DeKalb County Obstruction

DeKalb County Obstruction Attorney

Obstruction of a law enforcement officer can be either a misdemeanor or a felony depending on the facts of the case. If the case is prosecuted as a misdemeanor in DeKalb County, the Solicitor’s Office will prosecute the case, whereby if it is a felony charge, it will be sent to the District Attorney’s Office. The biggest difference between a misdemeanor obstruction case and the felony obstruction case is the maximum punishment if convicted.

DeKalb Misdemeanor Obstruction

Misdemeanor obstruction is when one knowingly and willingly obstructs or hinders a law enforcement officer in the discharge of his or her lawful duties. This includes police officers, but also probation officers,  jailers, or game wardens.

There are a few ways one can “obstruct” an officer under Georgia law. First, you can prevent an officer from discharging their official duties by running away, arguing, lying, or doing something that makes it more difficult or completely prevents them from doing their job. This would be classified as misdemeanor obstruction in Georgia and is punishable by up to twelve months in jail and/or a fine of up to $1,000. You don’t have to make any physical contact with the officer to be charged with misdemeanor obstruction. Felony obstruction, on the other hand, typically does involve physical contact with an officer, or a threat of violence.

DeKalb Felony Obstruction

Felony Obstruction is more serious under Georgia law.  If you make violent contact with an officer in the process of he or she discharging their legal duties, or you threaten violence on an officer, you may be charged with felony obstruction of justice. Felony obstruction, both in DeKalb and across the State, carries a mandatory one-to-five year sentence for a first offense. It is a mandatory 2 to 10 years on a second offense, and 3 to 15 years on a third.

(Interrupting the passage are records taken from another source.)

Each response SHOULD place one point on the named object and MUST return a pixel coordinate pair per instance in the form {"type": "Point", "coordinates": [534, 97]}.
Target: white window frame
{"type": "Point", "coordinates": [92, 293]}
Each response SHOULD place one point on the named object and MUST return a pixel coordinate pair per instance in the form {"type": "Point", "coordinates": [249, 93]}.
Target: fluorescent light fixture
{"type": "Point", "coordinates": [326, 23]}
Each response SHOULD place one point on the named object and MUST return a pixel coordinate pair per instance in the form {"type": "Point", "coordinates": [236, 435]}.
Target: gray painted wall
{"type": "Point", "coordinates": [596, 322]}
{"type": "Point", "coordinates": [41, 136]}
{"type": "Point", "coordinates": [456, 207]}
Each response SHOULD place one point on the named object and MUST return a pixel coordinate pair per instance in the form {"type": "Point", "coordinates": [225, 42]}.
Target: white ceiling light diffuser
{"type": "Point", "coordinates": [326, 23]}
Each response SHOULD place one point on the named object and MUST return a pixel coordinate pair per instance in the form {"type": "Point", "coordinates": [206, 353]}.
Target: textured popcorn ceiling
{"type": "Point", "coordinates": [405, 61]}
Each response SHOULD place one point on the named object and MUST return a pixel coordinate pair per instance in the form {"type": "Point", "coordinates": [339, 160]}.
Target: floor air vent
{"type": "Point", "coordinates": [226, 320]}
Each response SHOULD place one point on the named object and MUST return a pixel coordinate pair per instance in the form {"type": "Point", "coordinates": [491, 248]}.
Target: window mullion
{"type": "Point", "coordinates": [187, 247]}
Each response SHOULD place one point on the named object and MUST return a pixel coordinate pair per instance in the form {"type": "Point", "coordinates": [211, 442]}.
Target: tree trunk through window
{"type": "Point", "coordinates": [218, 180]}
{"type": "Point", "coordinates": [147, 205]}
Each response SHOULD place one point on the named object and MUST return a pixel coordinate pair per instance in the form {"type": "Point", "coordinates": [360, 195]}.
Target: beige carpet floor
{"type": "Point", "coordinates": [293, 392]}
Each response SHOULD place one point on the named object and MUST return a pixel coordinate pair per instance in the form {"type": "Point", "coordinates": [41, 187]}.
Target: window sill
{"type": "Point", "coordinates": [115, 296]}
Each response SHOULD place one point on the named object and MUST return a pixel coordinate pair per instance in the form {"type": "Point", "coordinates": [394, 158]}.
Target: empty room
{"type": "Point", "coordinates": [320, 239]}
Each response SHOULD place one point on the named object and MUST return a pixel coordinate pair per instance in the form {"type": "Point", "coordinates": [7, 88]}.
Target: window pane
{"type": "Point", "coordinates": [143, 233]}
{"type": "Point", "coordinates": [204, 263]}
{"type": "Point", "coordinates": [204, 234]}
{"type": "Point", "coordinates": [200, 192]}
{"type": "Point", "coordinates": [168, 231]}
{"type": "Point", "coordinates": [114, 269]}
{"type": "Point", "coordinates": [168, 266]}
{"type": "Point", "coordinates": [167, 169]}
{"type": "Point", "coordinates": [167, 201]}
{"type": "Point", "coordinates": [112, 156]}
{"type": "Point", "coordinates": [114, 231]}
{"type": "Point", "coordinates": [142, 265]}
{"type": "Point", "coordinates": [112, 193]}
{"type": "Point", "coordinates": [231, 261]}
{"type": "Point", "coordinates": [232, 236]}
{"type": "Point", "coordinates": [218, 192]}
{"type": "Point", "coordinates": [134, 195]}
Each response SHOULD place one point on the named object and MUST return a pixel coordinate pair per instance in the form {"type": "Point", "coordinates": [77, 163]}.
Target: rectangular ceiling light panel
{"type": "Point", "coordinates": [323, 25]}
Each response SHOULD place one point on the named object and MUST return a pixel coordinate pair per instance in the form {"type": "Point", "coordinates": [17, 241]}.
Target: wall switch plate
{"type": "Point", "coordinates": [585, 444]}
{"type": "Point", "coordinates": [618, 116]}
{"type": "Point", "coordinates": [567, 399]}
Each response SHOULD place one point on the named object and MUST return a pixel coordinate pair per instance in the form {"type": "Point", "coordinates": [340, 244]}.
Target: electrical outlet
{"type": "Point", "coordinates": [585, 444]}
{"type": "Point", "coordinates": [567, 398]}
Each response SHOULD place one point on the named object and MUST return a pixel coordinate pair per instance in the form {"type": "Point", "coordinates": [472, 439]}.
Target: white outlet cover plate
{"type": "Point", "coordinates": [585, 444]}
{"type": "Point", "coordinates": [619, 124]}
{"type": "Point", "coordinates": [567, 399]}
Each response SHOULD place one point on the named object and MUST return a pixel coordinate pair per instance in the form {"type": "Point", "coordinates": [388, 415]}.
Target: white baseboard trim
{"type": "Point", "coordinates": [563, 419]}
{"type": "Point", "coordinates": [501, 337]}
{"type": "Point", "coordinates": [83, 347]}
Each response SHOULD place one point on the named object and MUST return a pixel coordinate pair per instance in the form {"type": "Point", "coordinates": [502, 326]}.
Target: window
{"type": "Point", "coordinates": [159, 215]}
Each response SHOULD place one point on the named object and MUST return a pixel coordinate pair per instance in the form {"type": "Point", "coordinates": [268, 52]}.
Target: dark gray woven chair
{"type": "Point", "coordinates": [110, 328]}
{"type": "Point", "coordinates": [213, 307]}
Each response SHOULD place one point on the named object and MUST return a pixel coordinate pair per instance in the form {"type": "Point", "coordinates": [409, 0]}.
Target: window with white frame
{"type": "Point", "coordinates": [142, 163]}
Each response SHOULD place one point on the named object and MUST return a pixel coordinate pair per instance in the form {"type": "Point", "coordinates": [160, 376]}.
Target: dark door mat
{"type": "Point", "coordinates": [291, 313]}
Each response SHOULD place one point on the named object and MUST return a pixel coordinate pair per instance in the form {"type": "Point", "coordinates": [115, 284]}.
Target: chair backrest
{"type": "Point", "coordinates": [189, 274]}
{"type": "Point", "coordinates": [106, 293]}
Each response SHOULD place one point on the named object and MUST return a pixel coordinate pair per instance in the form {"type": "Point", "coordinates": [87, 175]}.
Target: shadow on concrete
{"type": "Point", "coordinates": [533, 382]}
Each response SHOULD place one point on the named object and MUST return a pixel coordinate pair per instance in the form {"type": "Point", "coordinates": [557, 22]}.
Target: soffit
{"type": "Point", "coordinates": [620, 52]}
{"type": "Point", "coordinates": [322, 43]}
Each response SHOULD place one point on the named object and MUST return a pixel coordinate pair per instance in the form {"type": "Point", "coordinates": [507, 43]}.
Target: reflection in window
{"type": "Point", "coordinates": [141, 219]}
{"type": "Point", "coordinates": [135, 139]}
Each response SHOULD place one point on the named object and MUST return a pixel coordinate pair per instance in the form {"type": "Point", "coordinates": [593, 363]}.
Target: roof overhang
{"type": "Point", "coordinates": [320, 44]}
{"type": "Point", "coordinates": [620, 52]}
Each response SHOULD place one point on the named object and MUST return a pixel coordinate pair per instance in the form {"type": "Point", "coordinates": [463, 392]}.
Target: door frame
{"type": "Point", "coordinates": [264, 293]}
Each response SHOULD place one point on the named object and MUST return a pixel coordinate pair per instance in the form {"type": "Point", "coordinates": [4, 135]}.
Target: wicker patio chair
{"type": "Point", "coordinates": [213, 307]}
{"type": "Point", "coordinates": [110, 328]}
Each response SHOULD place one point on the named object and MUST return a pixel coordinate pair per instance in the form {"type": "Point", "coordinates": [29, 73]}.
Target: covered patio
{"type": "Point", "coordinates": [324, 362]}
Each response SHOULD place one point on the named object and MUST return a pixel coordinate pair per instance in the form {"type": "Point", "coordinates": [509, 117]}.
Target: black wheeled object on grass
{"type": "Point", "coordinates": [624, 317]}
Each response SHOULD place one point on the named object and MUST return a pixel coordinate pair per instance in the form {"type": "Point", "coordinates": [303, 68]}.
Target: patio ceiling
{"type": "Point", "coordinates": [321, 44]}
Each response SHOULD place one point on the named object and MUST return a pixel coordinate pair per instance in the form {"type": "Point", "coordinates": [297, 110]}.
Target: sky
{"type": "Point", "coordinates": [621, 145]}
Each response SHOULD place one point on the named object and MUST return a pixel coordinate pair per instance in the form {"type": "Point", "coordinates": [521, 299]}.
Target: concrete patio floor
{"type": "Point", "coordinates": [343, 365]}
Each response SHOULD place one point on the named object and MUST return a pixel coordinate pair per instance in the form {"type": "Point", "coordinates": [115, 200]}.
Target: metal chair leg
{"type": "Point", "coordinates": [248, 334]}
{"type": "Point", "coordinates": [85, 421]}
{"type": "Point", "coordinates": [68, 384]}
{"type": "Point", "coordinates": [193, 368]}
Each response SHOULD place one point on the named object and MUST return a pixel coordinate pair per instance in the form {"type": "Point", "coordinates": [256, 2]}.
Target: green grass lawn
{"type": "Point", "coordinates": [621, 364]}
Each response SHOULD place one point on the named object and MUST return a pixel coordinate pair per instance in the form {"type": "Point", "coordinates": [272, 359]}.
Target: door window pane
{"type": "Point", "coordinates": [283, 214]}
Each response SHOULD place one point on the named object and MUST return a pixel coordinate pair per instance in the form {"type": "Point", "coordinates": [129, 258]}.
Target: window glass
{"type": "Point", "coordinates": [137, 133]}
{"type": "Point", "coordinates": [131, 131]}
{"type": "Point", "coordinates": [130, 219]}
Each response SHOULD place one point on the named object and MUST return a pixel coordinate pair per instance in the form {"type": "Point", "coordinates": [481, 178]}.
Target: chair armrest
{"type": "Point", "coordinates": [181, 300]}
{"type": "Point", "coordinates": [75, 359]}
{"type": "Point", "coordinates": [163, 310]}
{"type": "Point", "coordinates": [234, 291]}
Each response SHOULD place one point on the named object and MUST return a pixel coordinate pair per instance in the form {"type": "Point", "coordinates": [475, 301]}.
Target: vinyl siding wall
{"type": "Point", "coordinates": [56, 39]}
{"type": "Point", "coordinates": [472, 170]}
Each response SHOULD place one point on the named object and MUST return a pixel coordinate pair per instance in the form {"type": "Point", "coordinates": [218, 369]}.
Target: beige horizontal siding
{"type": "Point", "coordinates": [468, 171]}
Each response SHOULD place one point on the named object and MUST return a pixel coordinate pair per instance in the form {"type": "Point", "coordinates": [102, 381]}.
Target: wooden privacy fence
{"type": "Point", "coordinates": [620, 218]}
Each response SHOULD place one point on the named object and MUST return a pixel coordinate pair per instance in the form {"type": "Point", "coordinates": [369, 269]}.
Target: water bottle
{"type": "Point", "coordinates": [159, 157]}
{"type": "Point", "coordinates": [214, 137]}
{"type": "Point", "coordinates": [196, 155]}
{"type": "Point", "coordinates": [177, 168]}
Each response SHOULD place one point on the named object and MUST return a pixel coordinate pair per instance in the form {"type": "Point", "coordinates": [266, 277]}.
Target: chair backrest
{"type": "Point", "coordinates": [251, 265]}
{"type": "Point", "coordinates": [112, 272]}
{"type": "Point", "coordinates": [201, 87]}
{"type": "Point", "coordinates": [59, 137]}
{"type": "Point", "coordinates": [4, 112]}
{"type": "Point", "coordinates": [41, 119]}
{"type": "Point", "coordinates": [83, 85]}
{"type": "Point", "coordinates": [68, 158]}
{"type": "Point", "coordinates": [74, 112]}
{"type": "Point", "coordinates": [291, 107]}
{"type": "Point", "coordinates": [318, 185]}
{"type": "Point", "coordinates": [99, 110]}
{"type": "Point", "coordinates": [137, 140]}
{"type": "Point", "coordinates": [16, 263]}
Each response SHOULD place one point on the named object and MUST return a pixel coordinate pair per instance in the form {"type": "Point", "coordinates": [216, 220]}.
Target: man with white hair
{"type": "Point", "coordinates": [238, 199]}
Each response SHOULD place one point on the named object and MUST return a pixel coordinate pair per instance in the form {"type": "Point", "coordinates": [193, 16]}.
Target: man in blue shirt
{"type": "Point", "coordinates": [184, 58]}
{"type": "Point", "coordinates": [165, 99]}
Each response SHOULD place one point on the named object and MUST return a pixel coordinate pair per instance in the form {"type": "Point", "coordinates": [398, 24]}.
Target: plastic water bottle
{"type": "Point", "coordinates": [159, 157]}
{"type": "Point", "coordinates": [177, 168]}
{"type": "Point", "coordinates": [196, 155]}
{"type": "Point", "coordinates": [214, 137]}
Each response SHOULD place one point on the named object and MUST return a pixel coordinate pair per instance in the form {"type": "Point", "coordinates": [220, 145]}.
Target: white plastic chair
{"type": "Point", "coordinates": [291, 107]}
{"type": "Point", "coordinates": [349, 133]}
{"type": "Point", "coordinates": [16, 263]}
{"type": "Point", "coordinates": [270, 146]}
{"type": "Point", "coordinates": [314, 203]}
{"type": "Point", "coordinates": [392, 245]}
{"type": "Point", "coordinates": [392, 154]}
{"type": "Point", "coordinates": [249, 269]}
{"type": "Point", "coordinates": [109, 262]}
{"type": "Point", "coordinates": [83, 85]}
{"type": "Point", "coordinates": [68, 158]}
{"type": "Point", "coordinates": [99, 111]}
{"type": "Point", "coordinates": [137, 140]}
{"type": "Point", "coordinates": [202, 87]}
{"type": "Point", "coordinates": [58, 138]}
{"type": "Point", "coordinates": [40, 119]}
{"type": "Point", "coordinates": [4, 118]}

Both felony and misdemeanor Obstruction cases are taken seriously in the DeKalb County justice system and throughout the State. There are, however, defenses. For example, it is not against the law to obstruct a police officer during an unlawful arrest. Obstruction of justice is a fact-based inquiry under Georgia law. If you have been charged with obstruction, call us today at 404-581-0999 so we can get you into the office for a free consultation.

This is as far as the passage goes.